Amigos do Fingidor

segunda-feira, 8 de julho de 2013

Aparições de Lola – 3/5


 

Inácio Oliveira

V

         Segui minha vida sem Lola. Tanto que imaginei uma vida com ela que tudo ficou na imaginação. Há certas coisas que pertencem apenas ao reino das coisas intangíveis e por força jamais acontecerão, mas de muito imaginá-las é como se houvessem acontecido. A minha tristeza é por tudo aquilo que eu não vivi com Lola. Os momentos que estive com ela se evaporam e se condensam de tanto eu pensar neles, vão crescendo no meu pensamento, se transformam em outra coisa. Vivi assim até o dia em que encontrei Lola novamente, ou melhor, ela me encontrou. Dessa vez não foi por acaso, Lola bateu na minha porta às três da manhã e disse “eu vim pra ficar com você, posso entrar?” Julguei estar sonhando, por isso não procurei entender o que acontecia. Peguei Lola no colo, levei-a até cama e fiz amor com ela. Tirei sua roupa com muito cuidado temendo acordar a qualquer momento, mas eu já não estava dormindo e aquilo não era um sonho: era um milagre. A cidade estava em silêncio, a luz da rua iluminava seu rosto e ela parecia sorrir, naquele momento eu a amei como se eu fosse todos os homens.

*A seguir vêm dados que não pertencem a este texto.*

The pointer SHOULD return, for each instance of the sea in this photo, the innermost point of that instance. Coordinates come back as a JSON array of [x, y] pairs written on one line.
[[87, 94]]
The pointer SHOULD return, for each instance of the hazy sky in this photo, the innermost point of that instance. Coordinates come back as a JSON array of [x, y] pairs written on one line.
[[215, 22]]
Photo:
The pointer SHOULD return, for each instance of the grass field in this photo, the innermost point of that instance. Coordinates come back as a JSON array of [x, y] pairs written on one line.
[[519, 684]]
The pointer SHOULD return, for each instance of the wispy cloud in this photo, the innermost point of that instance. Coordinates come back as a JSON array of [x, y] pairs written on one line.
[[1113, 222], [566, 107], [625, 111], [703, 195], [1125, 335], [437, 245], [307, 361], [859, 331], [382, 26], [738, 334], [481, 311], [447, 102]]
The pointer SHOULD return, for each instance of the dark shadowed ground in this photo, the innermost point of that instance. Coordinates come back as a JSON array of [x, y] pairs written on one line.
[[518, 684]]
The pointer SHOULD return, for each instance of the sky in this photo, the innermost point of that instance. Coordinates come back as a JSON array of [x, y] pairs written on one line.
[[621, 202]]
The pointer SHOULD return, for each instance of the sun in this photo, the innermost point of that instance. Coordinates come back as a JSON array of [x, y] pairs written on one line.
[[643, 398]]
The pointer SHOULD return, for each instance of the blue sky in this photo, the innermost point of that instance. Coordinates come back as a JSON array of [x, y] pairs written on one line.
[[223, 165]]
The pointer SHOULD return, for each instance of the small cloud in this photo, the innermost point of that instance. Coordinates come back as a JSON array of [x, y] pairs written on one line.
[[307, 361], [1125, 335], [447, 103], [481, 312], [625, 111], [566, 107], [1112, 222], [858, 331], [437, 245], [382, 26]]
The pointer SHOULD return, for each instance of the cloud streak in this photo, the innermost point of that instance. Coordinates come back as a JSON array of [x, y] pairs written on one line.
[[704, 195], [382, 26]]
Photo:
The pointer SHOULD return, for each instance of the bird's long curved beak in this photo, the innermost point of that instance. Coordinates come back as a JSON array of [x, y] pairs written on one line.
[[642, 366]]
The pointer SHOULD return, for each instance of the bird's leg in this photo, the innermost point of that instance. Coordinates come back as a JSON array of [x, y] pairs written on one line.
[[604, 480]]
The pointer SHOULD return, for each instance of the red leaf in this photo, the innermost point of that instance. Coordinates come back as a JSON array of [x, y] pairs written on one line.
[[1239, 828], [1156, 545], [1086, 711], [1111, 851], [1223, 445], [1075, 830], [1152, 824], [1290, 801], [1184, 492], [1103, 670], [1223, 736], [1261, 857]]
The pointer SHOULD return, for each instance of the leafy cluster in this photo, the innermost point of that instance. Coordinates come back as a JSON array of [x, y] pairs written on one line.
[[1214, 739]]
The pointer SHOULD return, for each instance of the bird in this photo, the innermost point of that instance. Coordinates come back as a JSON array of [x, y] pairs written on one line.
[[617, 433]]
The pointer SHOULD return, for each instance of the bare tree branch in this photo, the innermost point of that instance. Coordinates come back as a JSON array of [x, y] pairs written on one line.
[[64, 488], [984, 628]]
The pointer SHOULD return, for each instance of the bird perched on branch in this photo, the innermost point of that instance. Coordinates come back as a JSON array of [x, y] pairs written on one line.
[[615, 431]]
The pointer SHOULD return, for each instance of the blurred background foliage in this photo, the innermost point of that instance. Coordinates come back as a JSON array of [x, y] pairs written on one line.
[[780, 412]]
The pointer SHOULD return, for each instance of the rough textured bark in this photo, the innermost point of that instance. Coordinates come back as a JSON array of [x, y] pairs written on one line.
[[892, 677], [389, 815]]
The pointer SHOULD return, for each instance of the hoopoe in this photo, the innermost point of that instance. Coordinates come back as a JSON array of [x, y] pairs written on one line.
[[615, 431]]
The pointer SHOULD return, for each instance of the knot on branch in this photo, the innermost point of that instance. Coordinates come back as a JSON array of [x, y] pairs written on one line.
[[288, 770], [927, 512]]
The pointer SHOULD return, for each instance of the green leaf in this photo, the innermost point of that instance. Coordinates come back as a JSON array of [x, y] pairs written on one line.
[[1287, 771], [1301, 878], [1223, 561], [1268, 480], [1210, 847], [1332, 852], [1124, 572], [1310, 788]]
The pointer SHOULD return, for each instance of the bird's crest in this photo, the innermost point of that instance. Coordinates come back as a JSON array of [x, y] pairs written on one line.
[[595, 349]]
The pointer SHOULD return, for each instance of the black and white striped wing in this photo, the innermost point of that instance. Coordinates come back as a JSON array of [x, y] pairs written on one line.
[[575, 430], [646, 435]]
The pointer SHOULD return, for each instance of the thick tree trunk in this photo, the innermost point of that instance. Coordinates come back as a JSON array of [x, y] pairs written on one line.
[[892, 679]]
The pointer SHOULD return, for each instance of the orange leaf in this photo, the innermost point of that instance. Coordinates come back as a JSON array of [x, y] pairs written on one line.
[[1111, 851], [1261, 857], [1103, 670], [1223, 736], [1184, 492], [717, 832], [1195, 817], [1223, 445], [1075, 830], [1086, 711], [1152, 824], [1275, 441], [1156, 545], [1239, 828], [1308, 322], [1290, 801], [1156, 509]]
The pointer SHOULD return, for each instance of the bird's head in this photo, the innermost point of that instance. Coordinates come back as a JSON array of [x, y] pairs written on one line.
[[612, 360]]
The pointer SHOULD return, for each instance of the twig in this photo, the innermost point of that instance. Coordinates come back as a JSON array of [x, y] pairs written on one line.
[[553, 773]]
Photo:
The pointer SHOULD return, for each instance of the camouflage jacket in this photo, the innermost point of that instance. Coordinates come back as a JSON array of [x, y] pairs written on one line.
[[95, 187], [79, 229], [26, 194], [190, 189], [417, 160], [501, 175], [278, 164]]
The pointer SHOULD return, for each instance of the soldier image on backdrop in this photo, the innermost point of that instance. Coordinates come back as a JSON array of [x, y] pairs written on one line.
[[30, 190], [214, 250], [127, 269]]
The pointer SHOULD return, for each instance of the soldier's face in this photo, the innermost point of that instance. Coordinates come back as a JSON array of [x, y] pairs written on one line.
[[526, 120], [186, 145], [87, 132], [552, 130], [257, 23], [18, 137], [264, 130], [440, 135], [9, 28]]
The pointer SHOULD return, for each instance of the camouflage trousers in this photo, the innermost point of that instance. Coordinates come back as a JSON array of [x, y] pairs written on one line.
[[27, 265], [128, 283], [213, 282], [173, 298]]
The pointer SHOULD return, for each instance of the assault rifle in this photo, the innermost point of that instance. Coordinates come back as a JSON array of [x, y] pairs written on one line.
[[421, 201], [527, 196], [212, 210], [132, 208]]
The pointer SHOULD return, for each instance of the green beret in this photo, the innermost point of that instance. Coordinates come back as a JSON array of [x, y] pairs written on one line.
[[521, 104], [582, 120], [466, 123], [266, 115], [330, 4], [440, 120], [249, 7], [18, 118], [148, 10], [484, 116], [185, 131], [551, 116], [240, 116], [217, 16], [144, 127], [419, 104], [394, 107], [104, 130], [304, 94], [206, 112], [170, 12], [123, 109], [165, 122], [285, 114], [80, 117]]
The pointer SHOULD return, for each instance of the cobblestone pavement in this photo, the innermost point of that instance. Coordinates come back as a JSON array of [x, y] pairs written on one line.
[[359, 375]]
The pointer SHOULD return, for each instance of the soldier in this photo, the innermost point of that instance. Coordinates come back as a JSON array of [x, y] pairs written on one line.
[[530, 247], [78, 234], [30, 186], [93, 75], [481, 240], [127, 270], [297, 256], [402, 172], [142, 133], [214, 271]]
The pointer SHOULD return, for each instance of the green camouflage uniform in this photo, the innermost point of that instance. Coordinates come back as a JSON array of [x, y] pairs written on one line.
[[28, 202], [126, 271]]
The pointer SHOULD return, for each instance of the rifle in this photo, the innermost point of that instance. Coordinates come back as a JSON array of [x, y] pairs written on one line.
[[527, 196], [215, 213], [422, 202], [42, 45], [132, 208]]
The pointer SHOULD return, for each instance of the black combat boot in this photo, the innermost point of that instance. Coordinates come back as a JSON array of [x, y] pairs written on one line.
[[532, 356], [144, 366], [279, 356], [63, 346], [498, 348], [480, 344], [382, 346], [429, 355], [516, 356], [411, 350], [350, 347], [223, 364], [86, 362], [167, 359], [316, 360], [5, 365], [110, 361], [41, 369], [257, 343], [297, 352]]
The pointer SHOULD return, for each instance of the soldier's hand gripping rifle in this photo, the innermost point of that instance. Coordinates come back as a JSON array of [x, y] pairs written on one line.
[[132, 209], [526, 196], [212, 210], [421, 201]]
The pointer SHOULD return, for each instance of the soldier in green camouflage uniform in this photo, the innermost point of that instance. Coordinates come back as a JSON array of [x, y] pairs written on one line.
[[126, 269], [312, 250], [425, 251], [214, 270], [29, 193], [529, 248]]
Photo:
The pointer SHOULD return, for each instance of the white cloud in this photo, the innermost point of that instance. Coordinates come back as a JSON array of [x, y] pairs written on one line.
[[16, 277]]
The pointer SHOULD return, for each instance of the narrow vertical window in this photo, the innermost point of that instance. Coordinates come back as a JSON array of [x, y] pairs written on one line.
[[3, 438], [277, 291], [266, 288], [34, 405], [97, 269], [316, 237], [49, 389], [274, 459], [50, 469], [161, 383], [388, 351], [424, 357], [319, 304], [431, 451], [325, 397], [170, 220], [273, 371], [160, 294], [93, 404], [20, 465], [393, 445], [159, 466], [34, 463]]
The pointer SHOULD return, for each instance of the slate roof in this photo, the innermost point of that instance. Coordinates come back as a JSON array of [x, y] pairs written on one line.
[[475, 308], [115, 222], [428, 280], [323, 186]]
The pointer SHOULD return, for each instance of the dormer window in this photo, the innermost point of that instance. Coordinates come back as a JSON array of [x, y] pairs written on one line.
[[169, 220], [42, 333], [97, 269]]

         O pai de Lola havia morrido um ano antes. Ela ficava triste às vezes, mas já não havia a inquietação de sempre em seus olhos. Foi o tempo mais longo que passei com Lola. Eu nunca fora tão feliz em toda a minha vida, no entanto tinha medo de acordar no meio da noite e Lola ter sumido, evaporado, como costumava fazer. Mas foi numa tarde tranquila num barzinho do subúrbio que Lola pôs a mão na minha sobre a mesa e me olhou em silêncio. Com o tempo havíamos adquirido uma linguagem secreta que prescindia das palavras e a maneira como Lola pôs a mão sobre a minha e sua forma de me olhar diziam que ia acontecer o que sempre acontecia, uma coisa com a qual eu já devia estar acostumado, porém eu jamais me acostumaria ao fato de Lola sempre me abandonar. O bar ficava no alto do morro, dava para ver a cidade lá de cima. Escurecia e as casas das pessoas foram se tornando milhares de pontos luminosos, era bonito, mas eu estava triste e odiava aquela cidade, odiava aquela gente, odiava Lola. Ela viu passar uma nuvem em meu rosto, não sei o que sentiu ao me ver tão destroçado. Rabiscou num guardanapo de papel uns versos que eu li. Nega-me o pão, o ar, a luz, a primavera, mas nunca o teu riso; porque então morreria. Então eu apenas sorri, porque Neruda era meu poeta preferido e Lola ter escrito assim aqueles versos num guardanapo de papel era covardia. Tocava uma música num tom muito baixo que era quase um silêncio e de repente todas as coisas ganharam um caráter de despedida como se tudo ao redor estivesse em vias de extinguir-se: Lola e os copos sobre a mesa, a própria mesa, o bar, aquela cidade e o mundo inteiro, e apenas eu restasse sozinho no vazio. Voltei para casa sem Lola. Na saída do bar a rua estava deserta, Lola chamou um táxi, entrou e o carro partiu devagar pela rua cheia de buracos, dobrou a esquina e sumiu, eu fiquei sozinho na rua vendo-a partir. Era a primeira vez que eu testemunhava o momento exato em que Lola desaparecia. Um homem sozinho numa rua escura vendo a mulher que ama partir, essa era a metáfora perfeita da minha vida. Cheguei em casa depois de muito tempo vagando pelas ruas, abri a porta e a luz iluminou a sala, a cozinha e o quarto vazio. Naquele momento eu senti aquilo que um órfão sente e não sabe dizer.